The exception happens when I enter a new password here:

I think I followed all the installation instructions correctly, but will probably have to repeat the process to exclude any problems on that end...

[pxpm]

Can you click on "Share" in the top of error page and share with me the full error stack ?

Thanks

[pekka]

Certainly. Here!

[pekka]

#357 (reply in thread)

[o15a3d4l11s2]

If you are using the default settings for hashing (Bcrypt), you could try changing one password directly in the database to $2a$10$LLHgjgY2SNlrIELWFG1Q6O4hlHG42WllWNjISZXUNfKGlLeSKAeOy, which is equivalent to 12345678 and then try to login with it. If it succeeds, it means the problem is related to the hash generation. If it fails, it means it is related to the login part that checks for the correct password.

[pekka]

The result is true.

This is the JS error. There are no other errors on the page, everything is on https:

You say that you are running it locally and you wanted to deploy it.
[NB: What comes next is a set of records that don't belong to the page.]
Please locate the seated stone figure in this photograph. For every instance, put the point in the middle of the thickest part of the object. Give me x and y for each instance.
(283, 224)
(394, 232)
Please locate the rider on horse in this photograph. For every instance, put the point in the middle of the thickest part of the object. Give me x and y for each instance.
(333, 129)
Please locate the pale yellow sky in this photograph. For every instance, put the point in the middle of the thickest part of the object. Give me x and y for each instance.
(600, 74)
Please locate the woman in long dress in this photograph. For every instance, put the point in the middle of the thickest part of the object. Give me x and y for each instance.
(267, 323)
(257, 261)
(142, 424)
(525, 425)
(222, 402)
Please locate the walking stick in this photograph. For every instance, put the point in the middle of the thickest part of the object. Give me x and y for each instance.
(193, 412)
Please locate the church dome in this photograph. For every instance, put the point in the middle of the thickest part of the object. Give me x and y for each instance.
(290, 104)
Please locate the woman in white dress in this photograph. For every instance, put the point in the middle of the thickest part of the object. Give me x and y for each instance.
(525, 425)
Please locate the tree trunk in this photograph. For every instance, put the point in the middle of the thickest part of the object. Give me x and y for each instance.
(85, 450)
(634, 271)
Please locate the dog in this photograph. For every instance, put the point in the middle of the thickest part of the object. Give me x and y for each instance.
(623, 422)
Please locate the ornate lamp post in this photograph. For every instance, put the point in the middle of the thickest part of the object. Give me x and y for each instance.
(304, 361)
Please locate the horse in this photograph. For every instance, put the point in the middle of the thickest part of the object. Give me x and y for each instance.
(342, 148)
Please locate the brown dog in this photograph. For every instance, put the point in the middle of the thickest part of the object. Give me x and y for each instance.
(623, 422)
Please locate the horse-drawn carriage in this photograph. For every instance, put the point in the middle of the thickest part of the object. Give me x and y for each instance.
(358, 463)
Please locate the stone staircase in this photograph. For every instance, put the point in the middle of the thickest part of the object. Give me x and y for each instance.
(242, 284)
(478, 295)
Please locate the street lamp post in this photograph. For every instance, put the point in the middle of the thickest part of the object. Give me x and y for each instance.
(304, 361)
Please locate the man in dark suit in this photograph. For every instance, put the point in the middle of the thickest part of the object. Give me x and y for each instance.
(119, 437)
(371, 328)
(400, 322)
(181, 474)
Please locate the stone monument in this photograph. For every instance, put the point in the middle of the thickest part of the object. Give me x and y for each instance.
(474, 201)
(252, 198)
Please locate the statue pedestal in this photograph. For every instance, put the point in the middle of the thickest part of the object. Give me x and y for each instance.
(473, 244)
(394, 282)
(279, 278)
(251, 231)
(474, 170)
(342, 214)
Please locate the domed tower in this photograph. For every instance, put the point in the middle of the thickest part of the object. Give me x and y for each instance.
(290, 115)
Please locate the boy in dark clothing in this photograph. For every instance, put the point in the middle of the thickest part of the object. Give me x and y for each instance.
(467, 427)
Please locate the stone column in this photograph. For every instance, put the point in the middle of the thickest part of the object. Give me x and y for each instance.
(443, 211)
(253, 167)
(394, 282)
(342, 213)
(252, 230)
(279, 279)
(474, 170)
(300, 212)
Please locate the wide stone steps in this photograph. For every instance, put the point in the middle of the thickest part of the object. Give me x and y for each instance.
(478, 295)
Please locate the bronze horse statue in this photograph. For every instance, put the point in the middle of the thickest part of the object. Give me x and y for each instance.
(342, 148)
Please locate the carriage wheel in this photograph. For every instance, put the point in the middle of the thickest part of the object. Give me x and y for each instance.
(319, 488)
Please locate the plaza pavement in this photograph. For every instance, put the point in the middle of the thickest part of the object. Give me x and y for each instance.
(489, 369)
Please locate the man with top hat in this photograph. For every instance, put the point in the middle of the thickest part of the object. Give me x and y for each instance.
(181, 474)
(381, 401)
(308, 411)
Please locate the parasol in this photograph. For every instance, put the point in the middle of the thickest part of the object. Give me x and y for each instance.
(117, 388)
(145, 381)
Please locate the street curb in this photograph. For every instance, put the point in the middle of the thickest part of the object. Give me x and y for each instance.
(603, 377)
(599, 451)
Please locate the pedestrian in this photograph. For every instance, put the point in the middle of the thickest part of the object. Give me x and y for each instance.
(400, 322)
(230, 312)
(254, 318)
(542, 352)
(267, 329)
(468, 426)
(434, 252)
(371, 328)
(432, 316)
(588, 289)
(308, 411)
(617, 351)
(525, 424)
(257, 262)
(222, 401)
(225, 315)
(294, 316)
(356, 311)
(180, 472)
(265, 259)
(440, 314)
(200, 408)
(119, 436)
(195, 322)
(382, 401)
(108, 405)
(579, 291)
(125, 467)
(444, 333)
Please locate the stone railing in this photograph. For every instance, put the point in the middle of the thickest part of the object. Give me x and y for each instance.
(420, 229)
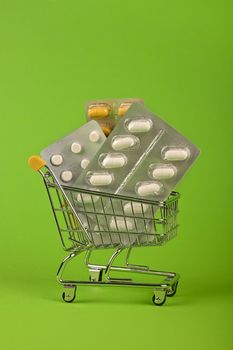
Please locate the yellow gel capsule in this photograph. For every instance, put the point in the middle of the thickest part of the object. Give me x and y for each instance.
(106, 129)
(99, 111)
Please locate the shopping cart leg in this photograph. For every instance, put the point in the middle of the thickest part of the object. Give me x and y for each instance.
(143, 267)
(109, 267)
(70, 287)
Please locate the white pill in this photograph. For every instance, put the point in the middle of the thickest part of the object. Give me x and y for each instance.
(100, 179)
(87, 198)
(139, 125)
(66, 176)
(124, 142)
(149, 188)
(84, 163)
(98, 228)
(163, 172)
(57, 159)
(76, 147)
(176, 154)
(135, 208)
(94, 136)
(114, 161)
(120, 224)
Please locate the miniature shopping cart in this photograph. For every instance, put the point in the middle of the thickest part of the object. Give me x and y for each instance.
(78, 234)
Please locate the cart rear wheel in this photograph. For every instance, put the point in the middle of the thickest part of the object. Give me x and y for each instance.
(159, 297)
(173, 290)
(69, 294)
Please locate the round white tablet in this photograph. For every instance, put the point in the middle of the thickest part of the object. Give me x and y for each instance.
(94, 136)
(57, 159)
(76, 147)
(84, 163)
(66, 176)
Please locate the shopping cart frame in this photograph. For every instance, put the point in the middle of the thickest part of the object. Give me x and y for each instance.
(99, 274)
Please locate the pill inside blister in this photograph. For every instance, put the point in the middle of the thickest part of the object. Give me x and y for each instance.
(147, 188)
(94, 136)
(162, 171)
(175, 153)
(66, 176)
(87, 198)
(76, 147)
(120, 224)
(56, 159)
(84, 163)
(111, 160)
(123, 108)
(139, 125)
(99, 178)
(132, 208)
(101, 110)
(120, 143)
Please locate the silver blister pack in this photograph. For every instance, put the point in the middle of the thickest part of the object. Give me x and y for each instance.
(70, 155)
(143, 157)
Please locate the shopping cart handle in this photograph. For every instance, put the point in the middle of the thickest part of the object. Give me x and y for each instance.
(36, 162)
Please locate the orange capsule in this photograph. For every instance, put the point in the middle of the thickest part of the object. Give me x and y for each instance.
(99, 111)
(123, 108)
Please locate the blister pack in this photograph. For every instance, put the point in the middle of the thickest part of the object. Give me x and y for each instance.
(143, 157)
(70, 155)
(107, 112)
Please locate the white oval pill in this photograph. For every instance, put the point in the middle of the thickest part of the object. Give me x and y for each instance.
(175, 154)
(84, 163)
(87, 198)
(120, 224)
(135, 208)
(149, 188)
(66, 176)
(56, 159)
(94, 136)
(113, 161)
(100, 179)
(124, 142)
(76, 147)
(164, 172)
(139, 125)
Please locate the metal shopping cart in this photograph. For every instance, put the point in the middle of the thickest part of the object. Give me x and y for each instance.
(81, 229)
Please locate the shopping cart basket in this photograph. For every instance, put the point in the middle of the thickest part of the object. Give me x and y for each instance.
(81, 229)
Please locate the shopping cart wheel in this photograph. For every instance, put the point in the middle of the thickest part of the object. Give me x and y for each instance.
(69, 294)
(172, 290)
(159, 297)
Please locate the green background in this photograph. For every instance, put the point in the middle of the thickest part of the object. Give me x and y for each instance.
(177, 55)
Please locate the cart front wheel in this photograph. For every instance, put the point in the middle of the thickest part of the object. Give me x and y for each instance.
(159, 297)
(69, 294)
(172, 290)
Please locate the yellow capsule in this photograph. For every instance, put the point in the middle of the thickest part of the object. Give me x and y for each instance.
(106, 129)
(99, 111)
(123, 108)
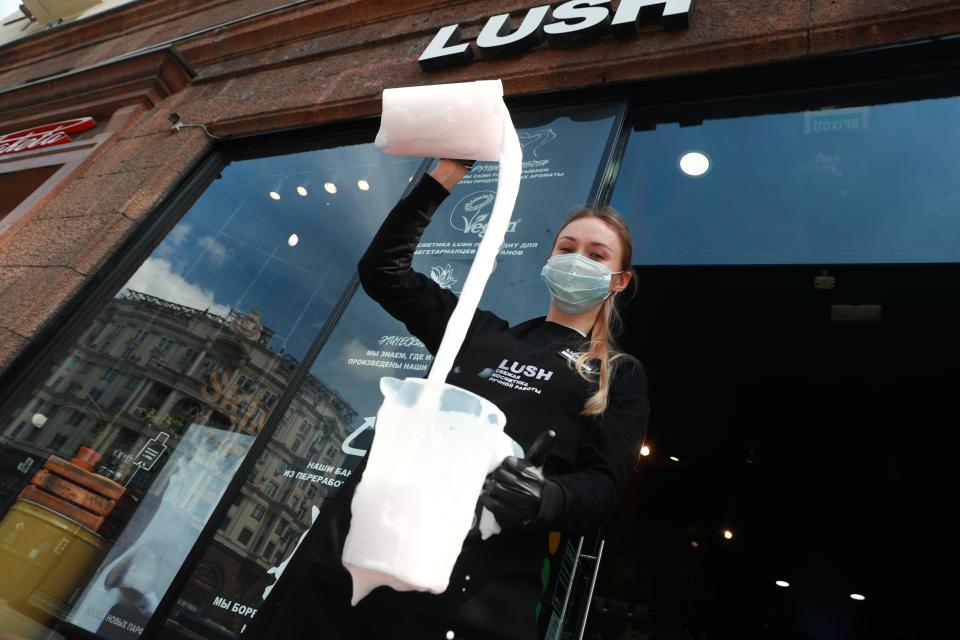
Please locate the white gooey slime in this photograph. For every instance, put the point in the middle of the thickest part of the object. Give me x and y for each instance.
(434, 443)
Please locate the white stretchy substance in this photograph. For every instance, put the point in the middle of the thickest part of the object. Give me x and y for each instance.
(435, 443)
(415, 504)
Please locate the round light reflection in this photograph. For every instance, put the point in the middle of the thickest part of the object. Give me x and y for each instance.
(694, 163)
Does this mean that everything works properly locally, but fails when deployed?

I thought it was working properly locally, but now I appear to have the same problem there as well regarding passwords. The Javascript error happens only when deployed.

How are you running Laravel locally - Homestead, Docker, Valet, etc.?

Valet.

How are the users created/registered? If you have implemented the registration yourself maybe there is an issue with that code? Could you share some code regarding the registration/user-creation?

Nope, so far I've only used the Backpack admin panel to create users.

To prevent wasting your or my time, given that the problem appears locally as well, I will first recreate a Backpack project from scratch to make sure I didn't make some kind of mistake along the way.

If it happens again I will report with details.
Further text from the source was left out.